I told her I’d get Plett to drive us to the Rite aid when the bar closed. by then Plett had been completely covered in goth girls and disapeared. Attempting to buy Katey Hurricane a Bourbon resulted in the skinny purple haired got bartender shouting that “Hell no !” and saying i was too tipsy to serve; barely able to stand. I proceeded to stand up on on leg and pull my other leg up behind my back and with my free hand I threw all her straws at her while telling her that I hate her and no one likes her and she is very ugly and has man hands. the skinny purple haired girl at Club lovecraft; she is ruining a perfectly good seitan death rock cafe, she owes me at least 5$ in tips back.

“Yeah everyone hates that wench.” casey agreed. ” she was Kicking everybuddy out of the washrooms in the middle of having sex. No one has ever liked her, she is unlikeable.”

After then I dont remember what was going on exactly… I thought we were going to sythesise RNZ narco amphatamine deliriants in a squatted box car. I found out about some make outs i did by reading blogs the next morning. I remember at one point we where at a 7/11 20 miles SE of the flashing green neon welcome Moose sign and I managed to flirt the casheir in to letting me have a coffee cup full of free chili cheese. i accidently drank the whole thing over the next hour cuz there are horrificly no burrito places anywhere 20 miles SE of PDX at 2am.

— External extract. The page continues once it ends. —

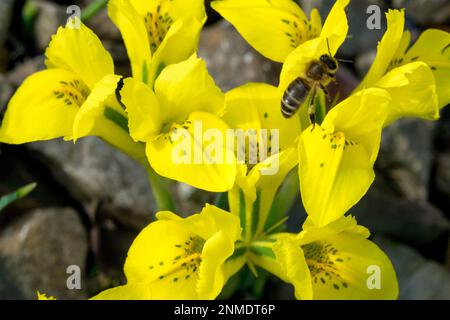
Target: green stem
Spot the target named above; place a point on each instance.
(92, 9)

Me and Plett somehow extracated ourselves from all of PDX’s darkest vices, escaped the PDX city limits out the back of a farm run by Miss Flora and Miss Fauna, Stopped at AutoZone for new extra strength windshield wipers, and stayed awake for days driving thousands of miles deeper and deeper in to the darkest crevices between the towering light eating Oreganonian Mountains. The sky was black and the rain a deluge all the way up to the califurnyeh border. Once we crossed it was shockingly beautiful to admire the califurnyeh weather screen. the pummeling of rain was exited from as drastic a a fish jumping out of water except sideways. sudenly it was dry gray skies and dried grass and we had just crossed the veil in to Califurnyeh.